Health CS Aden Duale / HANDOUT
Health Cabinet Secretary Aden Duale has made an energetic start — cracking down on SHA fraud, deploying over 6,400 healthcare interns, and pushing forward the rollout of the Social Health Authority (SHA).

These decisive actions have boosted confidence in the Ministry and shown a commitment to integrity, service delivery, and universal health coverage. However, one crucial pillar remains neglected — the Public Health Division.

For years, under successive Cabinet Secretaries, this division has been overlooked, underfunded, and treated as an afterthought. Yet it is the backbone of disease prevention, outbreak control, health promotion, environmental health, and the national–county coordination that underpins a healthy population.

Without it, Kenya risks pouring resources into treatment while leaving preventable illnesses unchecked. A stark example of this weakness was seen during the recent mpox outbreak.

Despite early warnings from global health authorities and clear evidence of community spread in neighboring countries, Kenya’s public health surveillance systems were slow to detect, trace, and contain cases.

Preventive communication to the public was minimal, leaving room for stigma and misinformation. By the time a response was mobilized, preventable transmissions had already occurred — exposing gaps in outbreak preparedness and coordination between national and county health teams.

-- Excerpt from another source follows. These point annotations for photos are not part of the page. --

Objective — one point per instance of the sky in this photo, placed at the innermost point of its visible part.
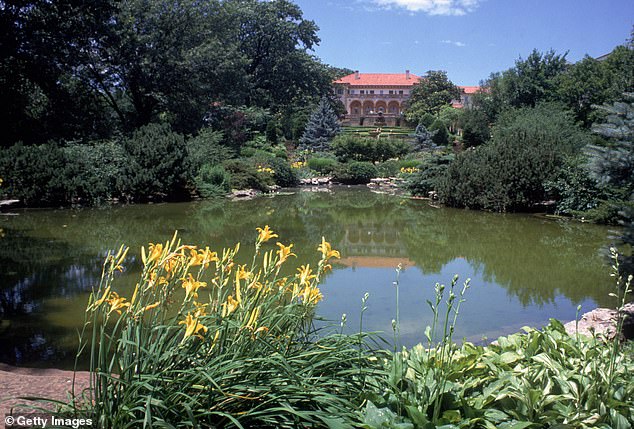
(469, 39)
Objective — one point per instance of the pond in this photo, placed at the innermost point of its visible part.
(524, 269)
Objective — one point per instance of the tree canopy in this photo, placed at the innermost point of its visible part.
(430, 95)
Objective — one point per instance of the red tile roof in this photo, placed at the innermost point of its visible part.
(379, 79)
(469, 89)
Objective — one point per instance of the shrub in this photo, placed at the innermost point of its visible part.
(322, 165)
(244, 357)
(353, 148)
(93, 172)
(321, 128)
(528, 148)
(355, 172)
(430, 170)
(206, 148)
(246, 176)
(284, 175)
(212, 180)
(389, 168)
(158, 163)
(34, 174)
(475, 127)
(441, 135)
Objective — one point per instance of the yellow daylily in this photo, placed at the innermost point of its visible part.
(326, 250)
(116, 302)
(311, 295)
(283, 253)
(305, 274)
(230, 306)
(156, 250)
(191, 286)
(265, 234)
(192, 326)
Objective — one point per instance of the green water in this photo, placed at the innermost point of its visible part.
(523, 269)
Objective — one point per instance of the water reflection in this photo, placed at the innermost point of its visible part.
(524, 269)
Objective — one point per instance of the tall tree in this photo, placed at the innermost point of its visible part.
(433, 92)
(321, 128)
(530, 81)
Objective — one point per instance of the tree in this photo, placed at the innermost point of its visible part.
(528, 83)
(321, 128)
(613, 165)
(423, 138)
(527, 149)
(441, 135)
(433, 92)
(475, 127)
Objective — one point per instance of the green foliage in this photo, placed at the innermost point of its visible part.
(528, 148)
(321, 128)
(423, 138)
(431, 170)
(349, 147)
(93, 172)
(441, 135)
(245, 358)
(613, 165)
(212, 180)
(322, 165)
(54, 175)
(284, 175)
(544, 378)
(572, 188)
(245, 176)
(433, 92)
(529, 82)
(34, 174)
(475, 127)
(355, 173)
(206, 148)
(157, 167)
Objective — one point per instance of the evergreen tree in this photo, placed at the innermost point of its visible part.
(613, 165)
(321, 128)
(424, 138)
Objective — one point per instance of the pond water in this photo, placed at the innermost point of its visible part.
(523, 269)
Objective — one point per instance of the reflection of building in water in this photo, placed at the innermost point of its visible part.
(372, 245)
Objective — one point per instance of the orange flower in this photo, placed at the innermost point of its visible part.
(305, 274)
(283, 253)
(326, 250)
(191, 286)
(265, 234)
(192, 326)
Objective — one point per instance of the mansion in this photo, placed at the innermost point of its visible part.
(375, 98)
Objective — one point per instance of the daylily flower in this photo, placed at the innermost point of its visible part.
(116, 302)
(326, 250)
(283, 253)
(192, 326)
(191, 286)
(265, 234)
(305, 274)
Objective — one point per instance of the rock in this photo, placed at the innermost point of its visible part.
(602, 321)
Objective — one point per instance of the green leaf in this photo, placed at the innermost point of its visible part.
(515, 425)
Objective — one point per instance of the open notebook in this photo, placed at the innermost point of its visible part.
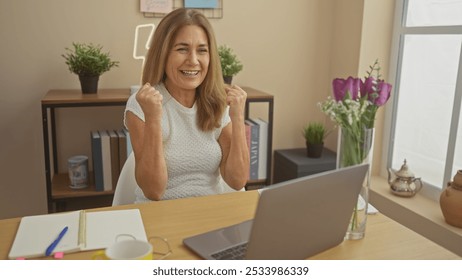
(86, 231)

This was not a failure of curative medicine, but of preventive systems that should have been the first line of defense. Duale’s current reforms are necessary, but their impact will be short-lived unless matched by a strong public health agenda.

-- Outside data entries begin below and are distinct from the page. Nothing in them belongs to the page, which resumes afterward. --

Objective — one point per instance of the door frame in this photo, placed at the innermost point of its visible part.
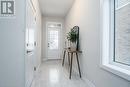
(46, 43)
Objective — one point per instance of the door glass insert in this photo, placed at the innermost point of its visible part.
(53, 42)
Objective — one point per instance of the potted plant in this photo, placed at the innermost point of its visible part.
(72, 37)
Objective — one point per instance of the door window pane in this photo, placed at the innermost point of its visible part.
(122, 32)
(53, 39)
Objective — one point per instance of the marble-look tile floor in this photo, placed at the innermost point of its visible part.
(52, 74)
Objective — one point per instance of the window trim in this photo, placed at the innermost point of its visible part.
(105, 26)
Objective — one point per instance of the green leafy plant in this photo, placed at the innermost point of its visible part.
(72, 36)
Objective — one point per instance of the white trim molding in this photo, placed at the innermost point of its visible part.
(88, 82)
(106, 48)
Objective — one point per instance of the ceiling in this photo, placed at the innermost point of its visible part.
(55, 8)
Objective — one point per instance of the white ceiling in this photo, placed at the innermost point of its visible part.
(55, 8)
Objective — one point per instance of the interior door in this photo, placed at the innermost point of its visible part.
(30, 46)
(53, 40)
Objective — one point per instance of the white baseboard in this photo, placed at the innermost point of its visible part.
(44, 59)
(88, 82)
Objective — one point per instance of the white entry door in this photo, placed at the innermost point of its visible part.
(53, 40)
(30, 44)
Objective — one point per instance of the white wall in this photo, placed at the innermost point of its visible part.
(45, 20)
(38, 33)
(12, 48)
(86, 14)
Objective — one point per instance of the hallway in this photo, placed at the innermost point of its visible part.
(52, 74)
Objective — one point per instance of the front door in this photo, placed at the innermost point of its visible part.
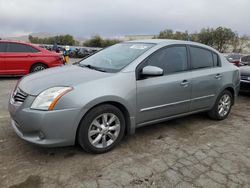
(167, 95)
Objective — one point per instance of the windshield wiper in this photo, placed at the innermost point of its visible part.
(92, 67)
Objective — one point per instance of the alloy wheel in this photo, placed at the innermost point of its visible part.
(104, 130)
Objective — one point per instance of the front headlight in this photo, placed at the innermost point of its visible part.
(48, 98)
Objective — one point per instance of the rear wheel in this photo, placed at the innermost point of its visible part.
(222, 106)
(101, 129)
(38, 67)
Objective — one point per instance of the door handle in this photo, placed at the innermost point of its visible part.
(184, 83)
(218, 76)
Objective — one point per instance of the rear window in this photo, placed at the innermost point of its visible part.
(201, 58)
(20, 48)
(2, 47)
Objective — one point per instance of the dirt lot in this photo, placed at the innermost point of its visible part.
(188, 152)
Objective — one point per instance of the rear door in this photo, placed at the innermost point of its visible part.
(167, 95)
(2, 58)
(206, 77)
(19, 58)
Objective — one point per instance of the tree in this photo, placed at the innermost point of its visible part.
(97, 41)
(205, 36)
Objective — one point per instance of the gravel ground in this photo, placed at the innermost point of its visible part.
(188, 152)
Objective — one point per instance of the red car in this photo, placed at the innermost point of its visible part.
(17, 58)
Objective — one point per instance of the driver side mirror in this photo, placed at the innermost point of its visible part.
(149, 71)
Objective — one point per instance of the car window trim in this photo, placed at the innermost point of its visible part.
(140, 65)
(204, 48)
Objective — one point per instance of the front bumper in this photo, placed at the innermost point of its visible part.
(44, 128)
(245, 85)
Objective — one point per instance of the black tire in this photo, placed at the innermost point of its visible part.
(37, 67)
(84, 128)
(214, 112)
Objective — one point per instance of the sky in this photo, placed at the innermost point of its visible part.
(115, 18)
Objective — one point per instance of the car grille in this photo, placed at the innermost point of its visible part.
(19, 95)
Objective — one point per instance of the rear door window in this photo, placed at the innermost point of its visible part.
(201, 58)
(216, 60)
(2, 47)
(170, 59)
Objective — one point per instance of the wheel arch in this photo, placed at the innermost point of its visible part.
(130, 124)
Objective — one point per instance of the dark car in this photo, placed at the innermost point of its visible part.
(17, 58)
(245, 60)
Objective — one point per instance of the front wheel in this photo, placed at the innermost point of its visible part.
(101, 129)
(222, 106)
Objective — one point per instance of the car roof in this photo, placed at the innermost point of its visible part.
(170, 42)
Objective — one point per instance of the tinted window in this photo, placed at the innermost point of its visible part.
(2, 47)
(172, 59)
(216, 60)
(13, 47)
(31, 49)
(244, 59)
(201, 58)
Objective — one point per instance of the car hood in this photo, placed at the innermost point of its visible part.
(35, 83)
(245, 70)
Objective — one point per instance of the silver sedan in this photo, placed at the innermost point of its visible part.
(119, 89)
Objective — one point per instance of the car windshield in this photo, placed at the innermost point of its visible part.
(116, 57)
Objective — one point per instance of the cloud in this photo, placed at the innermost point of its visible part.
(118, 17)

Rebuilding the Division requires: A rapid audit to identify staffing, budget, and surveillance gaps. Strengthened community health systems and disease monitoring. Integration of SHA financing with preventive services, not just curative care. Clear national–county outbreak response protocols.

Kenya’s health system cannot afford to focus only on hospital beds and financing reforms while ignoring prevention. The Public Health Division must be restored to its rightful place at the heart of national health policy.

If Aden Duale succeeds where his predecessors fell short, he will not only protect SHA’s sustainability but also secure a healthier future for all Kenyans.

The writer is a public health specialist.